In questo contesto critico l’annuncio delle pause umanitarie, iniziate il 27 luglio, è importantissimo, spiega Bollen, ed è stato accolto con molto favore da Unicef, che è riuscita nei primi giorni a importare moltissimi beni materiali necessari alla sopravvivenza della popolazione. «Si tratta di un buon inizio, ma non di una soluzione sufficiente. Le famiglie a Gaza hanno bisogno di un afflusso di aiuti umanitari e beni commerciali di massa, in particolar modo di cibo, medicinali e prodotti igienici», rileva Bollen.

Giorni interi senza mangiare

Nella Striscia, articola la nostra interlocutrice, «più di una persona su tre trascorre giorni senza mangiare. La malnutrizione acuta è aumentata a un ritmo senza precedenti: a giugno, 6’500 bambini sono stati identificati come malnutriti, il numero più alto dall’inizio del conflitto. A luglio si registra un numero ancora più elevato, 5mila bambini solo nelle prime due settimane. A Gaza City i livelli di malnutrizione tra i bambini sotto i cinque anni sono quadruplicati in due mesi, raggiungendo il 16,5%. Oggi l’intera popolazione sotto i cinque anni nella Striscia, oltre 320mila bambini, è a rischio di malnutrizione acuta». Come spiega Bollen, si tratta di una condizione che richiede trattamenti urgenti perché, «oltre a determinare una grave diminuzione di peso, può generare un blocco della crescita con conseguenze a lungo termine, come una mancata crescita degli organi interni e uno sviluppo psicologico ed emotivo parziale».

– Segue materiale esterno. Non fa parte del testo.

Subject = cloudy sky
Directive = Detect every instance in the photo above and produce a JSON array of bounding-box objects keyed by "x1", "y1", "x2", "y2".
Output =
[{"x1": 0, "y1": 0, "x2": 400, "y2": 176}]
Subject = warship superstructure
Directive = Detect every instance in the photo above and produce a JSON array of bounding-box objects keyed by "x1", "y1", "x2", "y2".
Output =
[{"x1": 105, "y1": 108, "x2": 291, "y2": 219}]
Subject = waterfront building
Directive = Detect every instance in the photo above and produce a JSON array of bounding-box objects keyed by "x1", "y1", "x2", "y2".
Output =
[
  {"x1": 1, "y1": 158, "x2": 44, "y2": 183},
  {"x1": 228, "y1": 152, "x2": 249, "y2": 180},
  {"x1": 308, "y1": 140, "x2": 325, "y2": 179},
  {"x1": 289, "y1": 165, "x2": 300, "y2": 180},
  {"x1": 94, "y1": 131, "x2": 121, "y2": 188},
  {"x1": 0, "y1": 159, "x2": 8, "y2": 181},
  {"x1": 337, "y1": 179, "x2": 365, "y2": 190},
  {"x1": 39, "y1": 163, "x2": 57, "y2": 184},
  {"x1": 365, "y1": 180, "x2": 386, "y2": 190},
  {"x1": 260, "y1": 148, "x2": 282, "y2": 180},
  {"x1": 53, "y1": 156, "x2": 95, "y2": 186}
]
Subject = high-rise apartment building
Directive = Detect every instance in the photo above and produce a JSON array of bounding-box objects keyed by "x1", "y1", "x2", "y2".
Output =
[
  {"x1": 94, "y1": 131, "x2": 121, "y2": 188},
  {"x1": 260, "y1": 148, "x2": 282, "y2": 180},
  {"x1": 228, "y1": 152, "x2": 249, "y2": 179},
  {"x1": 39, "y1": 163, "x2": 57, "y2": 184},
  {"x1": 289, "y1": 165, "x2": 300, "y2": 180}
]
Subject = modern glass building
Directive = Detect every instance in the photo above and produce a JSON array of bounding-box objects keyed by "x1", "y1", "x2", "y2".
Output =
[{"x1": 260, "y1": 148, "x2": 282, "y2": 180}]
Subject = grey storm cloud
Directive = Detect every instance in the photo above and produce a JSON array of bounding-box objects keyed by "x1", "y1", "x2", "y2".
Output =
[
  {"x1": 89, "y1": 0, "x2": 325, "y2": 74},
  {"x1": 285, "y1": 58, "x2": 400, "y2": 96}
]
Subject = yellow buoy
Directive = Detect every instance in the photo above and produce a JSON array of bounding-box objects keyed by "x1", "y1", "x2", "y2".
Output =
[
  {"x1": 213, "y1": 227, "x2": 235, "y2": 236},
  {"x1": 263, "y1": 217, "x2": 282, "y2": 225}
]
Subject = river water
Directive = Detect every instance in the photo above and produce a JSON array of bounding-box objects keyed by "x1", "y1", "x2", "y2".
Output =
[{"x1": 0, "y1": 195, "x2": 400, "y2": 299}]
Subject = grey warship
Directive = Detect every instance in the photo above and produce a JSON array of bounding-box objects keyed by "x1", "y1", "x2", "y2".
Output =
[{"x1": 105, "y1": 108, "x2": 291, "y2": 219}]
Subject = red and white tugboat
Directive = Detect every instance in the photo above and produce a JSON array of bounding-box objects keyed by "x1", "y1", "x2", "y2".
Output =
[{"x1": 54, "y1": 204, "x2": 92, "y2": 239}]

All’agghiacciante quadro si aggiunge il fatto che i feriti non hanno le cure necessarie e le malattie, soprattutto le ‘waterborne diseases’ – patologie derivate dalla presenza di batteri e altri microrganismi nell’acqua – e le malattie della pelle, stanno registrando un forte aumento, illustra Bollen. Le testimonianze fornite dalla portavoce dell’organizzazione umanitaria raccontano di «ospedali carenti di medicine, attrezzature e prodotti di base», di «donne obbligate a usare lembi di tessuto e materiali di fortuna al posto degli assorbenti» e di «famiglie intente a lavare i piatti con lo shampoo per mancanza di prodotti adeguati».

Uccisi 320 lavoratori dell’Onu

Attualmente Unicef è costretta a svolgere il proprio lavoro sotto bombardamenti incessanti e quotidiani. Inoltre, come segnalato dalla portavoce, l’88% della Striscia è inaccessibile in quanto soggetto a ordini di evacuazione o designato come zona militare. Questo rende il lavoro del personale delle associazioni umanitarie ancora più pericoloso e complesso – oltre 320 lavoratori dell’Onu sono stati uccisi dall’inizio del conflitto – e il loro raggio di azione ridotto e limitato. Per questi motivi, e non solo, Unicef continua a chiedere «un cessate il fuoco immediato e il libero accesso degli aiuti umanitari a Gaza».